カイトの制服を濡らしてしまうと思ったが、構わないから存分に泣いてしまえ、と落ち着く声音で囁かれてしまえば涙も止まりそうになかった。カイトの肩口へ押し付けられ、緩んだ涙腺からは目蓋を閉じても温かい水滴が溢れてしまう。
「――……落ち着いたか」
「……、ん」
暫くして、カイトが問うと肩口に顔を埋めたまま凌牙はこくりと頷く。顔は上げたくないらしい。
ぐりぐりと耳元へ甘えるように顔を寄せられると、カイトの心臓が一層速くなる。
「、そんな事をすると自惚れてしまうが……いいのか、凌牙」
「そんなの好きに解釈すりゃ、いいだろ」
「……そうさせてもらおう」
少し渇いた、泣いた後特有の声がぐぐもって聞こえてきた。大分調子を取り戻せた凌牙の返答の様子にカイトは目元を和らげる。
凌牙が落ち着いた今なら、あの男の件を聞いてもらえるだろうか。
「聞いてもらいたい事があるんだが、嫌だったら受け流せ。 此処に来る途中、赤目で金と紅色の髪をした高校生に遭った」
ぴくり、と凌牙の肩が跳ねた。思い当たる人物がいるのだろう。カタカタと小刻みに震え出した凌牙の手を、カイトは何もいわずに握り返す。
そうしてやれば、稍あって先を促すように凌牙がその手を握り返してきた。表情は見せないが、無言で耳を傾けているのだろう。
「――。ソイツは、お前を探していると言っていたが……あれは嘘だろうな」
「ああ」
「知っているんだろう、今のお前を」
「そ、うだ、知ってる」
「あの男はお前の――」
何なんだ、と言葉は続けられなかった。これ以上踏み込んでしまえば、凌牙のトラウマの核心に触れてしまう気がしたからだ。

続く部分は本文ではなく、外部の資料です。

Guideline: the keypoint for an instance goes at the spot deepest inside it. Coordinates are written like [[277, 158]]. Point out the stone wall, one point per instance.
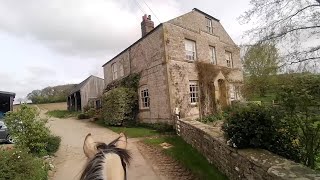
[[147, 57], [252, 164], [180, 71]]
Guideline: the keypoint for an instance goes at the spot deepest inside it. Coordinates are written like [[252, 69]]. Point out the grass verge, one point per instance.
[[187, 156], [63, 113], [141, 129], [134, 132]]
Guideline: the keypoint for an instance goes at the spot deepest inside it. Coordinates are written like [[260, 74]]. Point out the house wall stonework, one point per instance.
[[91, 90], [160, 58], [147, 57], [192, 26]]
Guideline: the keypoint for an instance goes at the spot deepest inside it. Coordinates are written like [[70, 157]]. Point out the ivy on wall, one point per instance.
[[120, 102], [206, 76]]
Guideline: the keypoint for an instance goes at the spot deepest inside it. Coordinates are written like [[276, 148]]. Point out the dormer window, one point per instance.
[[114, 71], [209, 25], [190, 48]]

言うか言わないか決めるのは凌牙自身だとカイトは口をつぐむ。別の言葉に変えようと息を吸ったと同時に凌牙の纏う雰囲気が変わる。
「……おい、カイト」
「なん、だ」
「少し、話をさせてくれ」
するり、と凌牙が顔を上げ困ったように笑った。目許には泣いた余韻が残っている。目も赤さが引いていないし相変わらず手元は微かに震えているが、カイトを真っ直ぐに見つめる眸は初めて会った時とは違い、揺るぎない凛とした輝きを湛えていた。